The Denver Chalk Art Festival, another Labor Day weekend staple that was held just two blocks from A Taste of Colorado, moved its dates to back in June.
A quick glance at our Things to Do schedule shows an eerie lack of Labor Day events, outside of ticketed concerts and farmers markets that occur outside of the holiday.
And the desolation isn’t just in Denver. Boulder’s beloved Boulder Creek Hometown Festival was also cancelled for 2023. The Labor Day festival, another home to live music and vendors, will miss its 24th year due to several different factors.

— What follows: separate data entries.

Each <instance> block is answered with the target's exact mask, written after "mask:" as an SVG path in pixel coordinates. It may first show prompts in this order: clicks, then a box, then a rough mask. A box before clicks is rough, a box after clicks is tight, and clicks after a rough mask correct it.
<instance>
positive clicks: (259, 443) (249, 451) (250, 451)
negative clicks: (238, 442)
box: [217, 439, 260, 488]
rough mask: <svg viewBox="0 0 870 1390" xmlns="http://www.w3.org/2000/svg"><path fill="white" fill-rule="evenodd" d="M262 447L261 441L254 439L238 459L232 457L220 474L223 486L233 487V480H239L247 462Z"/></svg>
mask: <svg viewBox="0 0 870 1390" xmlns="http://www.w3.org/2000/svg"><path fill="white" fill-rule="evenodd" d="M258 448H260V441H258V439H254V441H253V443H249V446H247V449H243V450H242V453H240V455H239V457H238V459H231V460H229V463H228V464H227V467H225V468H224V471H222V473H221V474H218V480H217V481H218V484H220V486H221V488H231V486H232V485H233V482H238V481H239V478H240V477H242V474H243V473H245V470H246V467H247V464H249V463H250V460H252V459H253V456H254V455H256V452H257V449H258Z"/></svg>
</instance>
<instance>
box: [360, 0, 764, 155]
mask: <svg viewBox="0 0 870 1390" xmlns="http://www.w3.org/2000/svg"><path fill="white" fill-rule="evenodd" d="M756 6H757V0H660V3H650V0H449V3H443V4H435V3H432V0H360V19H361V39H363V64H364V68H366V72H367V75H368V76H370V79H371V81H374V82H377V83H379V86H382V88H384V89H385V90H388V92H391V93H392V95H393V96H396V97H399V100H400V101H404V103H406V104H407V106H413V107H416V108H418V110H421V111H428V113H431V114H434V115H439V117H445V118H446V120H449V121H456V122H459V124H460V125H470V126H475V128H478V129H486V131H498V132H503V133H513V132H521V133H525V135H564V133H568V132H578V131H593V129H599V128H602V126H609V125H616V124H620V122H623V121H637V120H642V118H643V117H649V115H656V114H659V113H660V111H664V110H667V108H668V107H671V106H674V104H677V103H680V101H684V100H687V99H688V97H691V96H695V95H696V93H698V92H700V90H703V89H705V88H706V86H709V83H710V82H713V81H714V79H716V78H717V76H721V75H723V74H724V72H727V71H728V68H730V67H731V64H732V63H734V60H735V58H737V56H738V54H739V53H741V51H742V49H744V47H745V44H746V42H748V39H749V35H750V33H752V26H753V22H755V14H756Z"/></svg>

“The event had fallen upon hard times; it had become unsuccessful and had acquired much debt over the years,” Boulder Creek Events announced on Facebook.
As a reporter, I’ve cut my teeth covering events. It’s one of the best parts of my job. A day of sunshine and happy faces can help break through the doom and gloom of daily life for anyone, not just reporters. But, as summer comes to a close, there seems to be no way to celebrate with other Denverites.
And my Saturday was free enough to write this piece — obviously.
Five Points Flavor, a food-based event held by Mile High Festivals at 2821 Welton Street, looks to fill some hearts that are missing the food festivals of the past.
“It’s definitely sad that an event like A Taste of Colorado, that we all have enjoyed, is offline,” said Norman Harris, CEO of Mile High Festivals, an African American-owned company that puts on events to benefit local communities and create cultural integration.
“But it opens the window for new programming, new activities and new ways for communities to come together and have a good time,” he added.
The festival is being held from Friday to Monday from 2-10 p.m. and features food trucks and music with the spotlight set on “Caribbean flavors, notably by the presence of ‘Fritay Haitian Cuisine’ and an Afro-Caribbean beats soundtrack,” according to the Mile High Festivals press release.
On Sunday, the festival will hold its Rum Punch after Brunch, providing bottomless rum drinks for $30.
Harris didn’t plan the Five Points Flavor festival in the wake of A Taste of Colorado’s cancellation. He notes there were food trucks looking for a place to go on Labor Day weekend and he considers the Five Points neighborhood to be a “food desert.”
“As an event planner, there have been years where we said to not do anything during Labor Day weekend because hundreds of thousands of people will be at A Taste of Colorado,” Harris said. “Things change, though, and we’re really just trying to drive good traffic down Welton street which, at times, can be really devoid of that.”
These small events are wonderful in concept and offerings, bringing people to little-known sides of the city and filling bellies.
But they are no real replacement for the colossal festival that used to crowd downtown.
“I think that weekends like this have a lot of outflow of people leaving the Denver metro area,” a spokesperson for the Denver Police Department said. “In my past experience, I would say it’s been a little bit slower.”
DPD community relations officers are usually out in droves at events like A Taste of Colorado. When asked if they’re out at any events this weekend, the spokesperson said, “Not that I know of.”
But, if many Denverites are heading out to the mountains to enjoy the final days of summer heat, what is there for us to do in the metro? What is there to do for me, a reporter in the city?
Maybe next year we can place A Taste of Colorado right on the side of a mountain, bridging the gap between those that want to stay near their homes and those with a final summer wanderlust.